The File Transfer Protocol (FTP), although an older technology, is still very popular and is used routinely by IT departments and businesses worldwide. Even so, many users of FTP do not fully understand the difference between two of its basic configuration options: Active mode and Passive mode. I, being one of those people until a few years ago when I took on an FTP related project, intend to explain the details behind them.
FTP uses two communication paths (also know as “channels”) in order to accomplish its goal of transferring files from one location to another. The first is the control channel which is used to send FTP commands back and forth from the client and server. This connection is commonly made to port 21 of the server. The other channel, known as the data channel, is used to transmit the raw data of the files being sent. The server port used for this channel depends largely on what communication mode is being used, Active or Passive. The default mode in FTP is Active mode, however, when configuring a connection most clients will ask you if you want to use Active or Passive. When you select Active or Passive mode you are specifying how you want the client and server to negotiate what ports to use when establishing the data channel.
In Active mode, the client sends the server a message on the control channel that contains what port (on the client) the server should connect to. The server then responds by connecting to that port to establish the data channel. In contrast, Passive mode requires the server to send a message referencing a port number (on the server) that the client should connect to. The client then responds by connecting to that port on the server. An easy way to remember which mode is which is to associate the mode with how the server behaves. When in Active mode, the server actively makes the data channel connection to the client. When in Passive mode the server behaves passively and waits for the client to connect to it.

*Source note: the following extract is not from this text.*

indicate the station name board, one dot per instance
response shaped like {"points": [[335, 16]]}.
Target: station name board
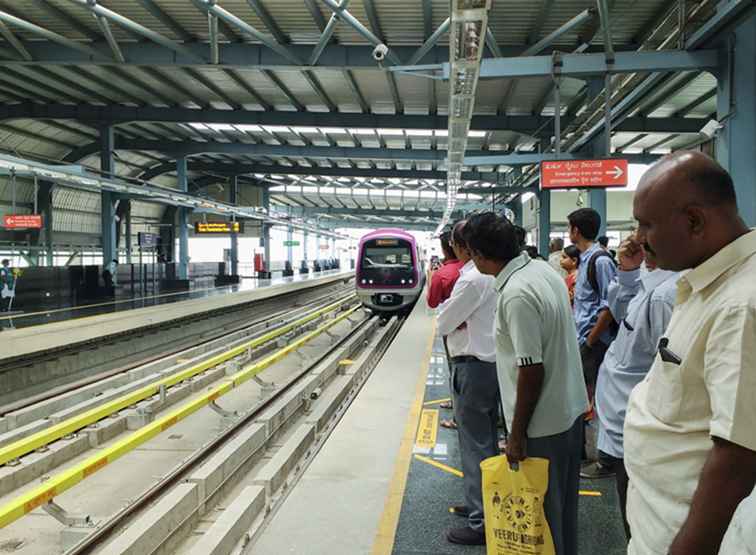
{"points": [[217, 228], [583, 174]]}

Now that you know the difference between them you might be wondering, why the need for two modes? The problem arises when you throw firewalls into the mix. In Active mode, the server makes the connection to the client and even though the client ftp program knows what port the server is going to attempt to connect to (because the client chose it and told the server which one) the clients firewall knows nothing about it. All it sees is a new connection trying to be made to a machine it’s protecting. Passive mode remedies this (as far as the client is concerned) by having the client being the one that connects to the server on a port the server specifies. However, in this case, the server’s firewall may now block the connection due to the same reasoning. In either case, one of the firewalls would need to allow connections on a wide range of ports to pass through, which, as you can imagine is not a popular idea with a lot of security admins. Fortunately, there are ways around this by means such as ftp proxies or smart firewalls that analyze ftp command packets to sniff out expected incoming connections and then dynamically opening the specified port. This, however, becomes complicated when using a secured version of ftp where the packets are now encrypted and unable to be sniffed by the firewall. That is a discussion for another day.